話の山場がよくわからないんです。結構最初から映画の展開のスピードは飛ばしていて、あっという間に吸血鬼が登場して…(以下省略)。吸血鬼は吸血鬼でそれ以上でもそれ以下でもないのでしょうけど、なんだかよくわからないんです、これが。どうやら人間の生き血のにおいを嗅ぎ分けることができるらしく、人間を襲い、襲われた人間は吸血鬼になっていく。これはわかる。吸血鬼グループ(一人じゃないですよ!大勢います)は30日間の暗闇とともに町の外からやってきます。だから誰も彼らを知らない。そのグループの中にリーダーと思しき男性とその妻?恋人?ちっくな女性が中心になっているのですが、「だからどうした?」といった具合。リーダーがいようがいまいが、映画の中ではまったくその存在意義がないんです。

「俺たちの時代を築くぞ!」と意気込んでいるのですが、その狙いもよくわからない。ただ血肉がほしくて人を殺していく、としてくれたほうが納得もできるのですが(だって吸血鬼だから)、時折何か目的があるような台詞をはくんです。結局それが何なのかわからないまま映画は終わります。そして仲間同士で、やたらと人間らしい愛情の見せ方をしたりもする。

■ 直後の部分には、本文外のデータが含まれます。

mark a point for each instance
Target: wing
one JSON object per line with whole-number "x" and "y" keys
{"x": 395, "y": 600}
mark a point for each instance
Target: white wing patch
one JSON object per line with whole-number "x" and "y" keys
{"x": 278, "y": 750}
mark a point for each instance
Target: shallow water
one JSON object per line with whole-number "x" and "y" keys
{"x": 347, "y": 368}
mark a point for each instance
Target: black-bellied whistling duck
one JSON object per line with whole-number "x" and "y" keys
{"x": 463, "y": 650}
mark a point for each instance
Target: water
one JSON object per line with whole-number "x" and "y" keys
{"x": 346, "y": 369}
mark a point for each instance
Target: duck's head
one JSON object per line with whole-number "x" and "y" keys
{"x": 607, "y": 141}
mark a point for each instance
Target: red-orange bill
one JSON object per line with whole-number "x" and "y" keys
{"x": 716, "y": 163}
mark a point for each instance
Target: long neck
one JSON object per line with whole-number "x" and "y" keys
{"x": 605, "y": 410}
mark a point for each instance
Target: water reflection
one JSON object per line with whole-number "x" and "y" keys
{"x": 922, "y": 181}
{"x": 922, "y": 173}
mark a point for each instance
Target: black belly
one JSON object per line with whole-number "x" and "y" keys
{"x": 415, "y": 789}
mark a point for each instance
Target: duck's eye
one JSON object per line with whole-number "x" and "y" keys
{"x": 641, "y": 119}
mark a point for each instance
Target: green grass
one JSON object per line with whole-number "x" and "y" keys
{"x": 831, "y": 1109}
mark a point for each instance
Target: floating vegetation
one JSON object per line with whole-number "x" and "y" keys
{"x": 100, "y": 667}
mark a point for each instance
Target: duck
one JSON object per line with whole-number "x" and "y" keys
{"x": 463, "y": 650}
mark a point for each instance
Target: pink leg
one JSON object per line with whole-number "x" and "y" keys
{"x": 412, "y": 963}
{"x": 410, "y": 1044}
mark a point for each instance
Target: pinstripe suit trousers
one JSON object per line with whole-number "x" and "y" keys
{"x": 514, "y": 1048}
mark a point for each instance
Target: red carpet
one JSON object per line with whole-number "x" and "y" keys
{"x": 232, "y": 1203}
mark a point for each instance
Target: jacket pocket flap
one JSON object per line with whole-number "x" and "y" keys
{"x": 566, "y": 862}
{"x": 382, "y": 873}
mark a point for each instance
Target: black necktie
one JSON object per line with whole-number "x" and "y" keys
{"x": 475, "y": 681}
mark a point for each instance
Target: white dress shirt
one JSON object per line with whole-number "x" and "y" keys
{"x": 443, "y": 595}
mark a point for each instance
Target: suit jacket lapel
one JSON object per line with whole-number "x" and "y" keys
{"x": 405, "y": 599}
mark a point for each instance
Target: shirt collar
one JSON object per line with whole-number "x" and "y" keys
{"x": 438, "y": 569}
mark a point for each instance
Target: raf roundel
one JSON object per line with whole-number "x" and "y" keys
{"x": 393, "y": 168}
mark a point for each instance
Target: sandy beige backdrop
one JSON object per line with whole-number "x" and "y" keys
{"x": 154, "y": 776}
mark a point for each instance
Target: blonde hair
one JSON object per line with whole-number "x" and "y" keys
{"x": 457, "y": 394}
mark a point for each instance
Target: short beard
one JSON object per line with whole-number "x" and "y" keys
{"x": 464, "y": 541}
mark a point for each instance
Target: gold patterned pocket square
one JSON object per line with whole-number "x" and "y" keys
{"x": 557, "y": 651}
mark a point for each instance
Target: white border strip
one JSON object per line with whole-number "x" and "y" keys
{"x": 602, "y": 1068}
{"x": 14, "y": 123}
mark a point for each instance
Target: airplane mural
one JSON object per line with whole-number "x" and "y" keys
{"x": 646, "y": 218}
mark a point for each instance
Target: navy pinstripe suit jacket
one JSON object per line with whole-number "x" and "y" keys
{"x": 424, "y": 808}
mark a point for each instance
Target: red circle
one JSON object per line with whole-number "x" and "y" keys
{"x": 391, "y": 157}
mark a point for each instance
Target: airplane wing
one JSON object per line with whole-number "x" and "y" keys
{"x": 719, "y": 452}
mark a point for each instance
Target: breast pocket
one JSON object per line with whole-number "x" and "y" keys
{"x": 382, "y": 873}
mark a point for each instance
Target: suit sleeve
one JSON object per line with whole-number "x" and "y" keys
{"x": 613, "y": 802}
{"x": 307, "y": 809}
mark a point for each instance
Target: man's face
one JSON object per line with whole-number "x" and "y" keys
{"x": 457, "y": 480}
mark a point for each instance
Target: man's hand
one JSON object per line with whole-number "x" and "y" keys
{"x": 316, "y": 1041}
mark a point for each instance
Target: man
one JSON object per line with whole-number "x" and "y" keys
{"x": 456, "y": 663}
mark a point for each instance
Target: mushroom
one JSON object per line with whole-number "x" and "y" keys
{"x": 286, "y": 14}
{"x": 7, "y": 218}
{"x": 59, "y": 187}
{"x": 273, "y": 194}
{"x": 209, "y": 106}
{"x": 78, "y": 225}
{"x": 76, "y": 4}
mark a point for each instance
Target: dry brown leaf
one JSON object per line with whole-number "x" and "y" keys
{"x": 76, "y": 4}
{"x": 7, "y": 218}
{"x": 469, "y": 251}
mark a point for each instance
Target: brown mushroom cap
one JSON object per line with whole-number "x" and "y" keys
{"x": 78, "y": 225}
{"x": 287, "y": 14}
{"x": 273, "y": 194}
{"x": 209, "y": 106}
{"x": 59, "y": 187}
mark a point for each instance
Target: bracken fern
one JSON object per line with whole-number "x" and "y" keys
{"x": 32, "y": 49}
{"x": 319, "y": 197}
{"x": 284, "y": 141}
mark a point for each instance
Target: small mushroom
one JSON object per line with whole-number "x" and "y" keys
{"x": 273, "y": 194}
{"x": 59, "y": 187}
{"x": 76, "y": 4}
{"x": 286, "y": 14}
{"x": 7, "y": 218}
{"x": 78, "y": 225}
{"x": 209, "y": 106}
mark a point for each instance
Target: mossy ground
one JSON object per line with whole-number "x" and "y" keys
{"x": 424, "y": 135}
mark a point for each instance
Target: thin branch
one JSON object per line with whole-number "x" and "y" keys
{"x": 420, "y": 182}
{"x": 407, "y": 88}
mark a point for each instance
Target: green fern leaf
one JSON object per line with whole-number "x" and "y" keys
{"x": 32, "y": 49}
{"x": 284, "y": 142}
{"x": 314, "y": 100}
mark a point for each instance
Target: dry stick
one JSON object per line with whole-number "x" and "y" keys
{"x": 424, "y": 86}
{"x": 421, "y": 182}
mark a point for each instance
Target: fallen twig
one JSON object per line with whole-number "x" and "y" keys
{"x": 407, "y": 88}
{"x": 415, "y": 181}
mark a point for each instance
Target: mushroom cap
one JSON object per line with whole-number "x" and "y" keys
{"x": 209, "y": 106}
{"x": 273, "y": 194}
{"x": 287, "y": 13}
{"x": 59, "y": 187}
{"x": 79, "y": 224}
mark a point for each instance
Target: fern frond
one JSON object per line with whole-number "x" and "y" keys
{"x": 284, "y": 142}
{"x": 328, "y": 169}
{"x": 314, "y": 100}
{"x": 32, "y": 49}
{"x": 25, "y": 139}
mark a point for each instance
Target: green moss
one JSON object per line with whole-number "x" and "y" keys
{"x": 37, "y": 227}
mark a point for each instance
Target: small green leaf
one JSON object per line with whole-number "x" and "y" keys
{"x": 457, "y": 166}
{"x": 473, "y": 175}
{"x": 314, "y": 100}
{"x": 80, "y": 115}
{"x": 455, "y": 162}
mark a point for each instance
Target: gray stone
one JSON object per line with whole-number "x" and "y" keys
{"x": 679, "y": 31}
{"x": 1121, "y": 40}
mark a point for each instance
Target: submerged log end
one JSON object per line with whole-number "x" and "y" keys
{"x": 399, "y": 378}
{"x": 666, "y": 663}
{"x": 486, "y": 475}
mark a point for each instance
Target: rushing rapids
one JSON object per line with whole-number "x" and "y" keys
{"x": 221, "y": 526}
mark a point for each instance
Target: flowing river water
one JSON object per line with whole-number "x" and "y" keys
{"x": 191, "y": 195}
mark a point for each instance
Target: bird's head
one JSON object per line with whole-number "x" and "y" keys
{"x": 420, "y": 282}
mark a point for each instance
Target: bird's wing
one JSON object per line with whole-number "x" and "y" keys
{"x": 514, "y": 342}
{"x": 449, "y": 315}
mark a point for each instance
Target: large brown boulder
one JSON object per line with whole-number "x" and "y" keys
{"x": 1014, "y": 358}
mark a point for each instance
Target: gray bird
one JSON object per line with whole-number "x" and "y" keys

走っている車に追いつきボンネットに飛び乗ったり、ものすごいスピードで移動したり高いジャンプを決めたり。かなりの身体能力の高さも伺えるのですが、場面によりその能力にムラがあって「一体どっちなんだよ!?」と。

この映画全体的に、怖がらせ方が「びっくりさせる・驚かせる」といった視覚・聴覚に訴えるもので、大きな声で奇声を発するとか、人の首を斧ではねるとか。80年代にヒットした『死霊のはらわた』と変わってない。(今偶然『死霊のはらわた』を検索していてわかったのですが、『死霊のはらわた』の監督、この映画でプロデューサーをしていた模様。わはは!)吸血鬼たちも本気で怖がらせようとしているのかさえ疑いたくなる。表情とか人を襲うときの溜めとかが、なんというか「風雲!たけし城で悪役だったストロング金剛」を見ているような。どこかコミカル。わかってもらえますかね、この説明で。無理がありますよね、ええ。

映画を見ている途中までは、『アイアムレジェンド』を、そしてその後は『ドーン・オブ・ザ・デッド』を思い出し。ジョシュ・ハートネットの演技力が無駄に使われていて物悲しいです。弟・ジェイクを演じた彼(名前わかりません)もいい演技してました。

ただね、ヒロイン役のメリッサ・ジョージという女優さんがね。見ていて、「若林志穂」とか「渡る世間は鬼ばかり」に出てる人たちの演技を思い出しました。なんだか同じにおいがする。花王愛の劇場。なんというのだろう…うまく説明できないんだけど…演技が大げさ?あと、ものすごく漂白したのかシリコンなのかわからないけど、ブラックライトを当てたらものすごく浮きそうな歯が印象的です。

日本ですでに公開していると思ったら、どうやらまだ見たいですね。いろいろ検索してみたけど、公開予定も今のところなさそう…。まぁ日本では当たらない予感はぷんぷんしますしね。



おすすめ度:★  ホラー好きでもどうかと思う。



---追記(2009年6月27日)-----------------------------------------------
どうやら、この映画の日本公開が決まったみたいですね。8月22日からだそうです。なぜこのタイミングなのかわかりませんが…ジョシュ・ハートネット、最近ぱっとしないし。うちの旦那は「悪くない」と言っていたので、評価は人それぞれなんでしょうね。私個人としてはおすすめしません。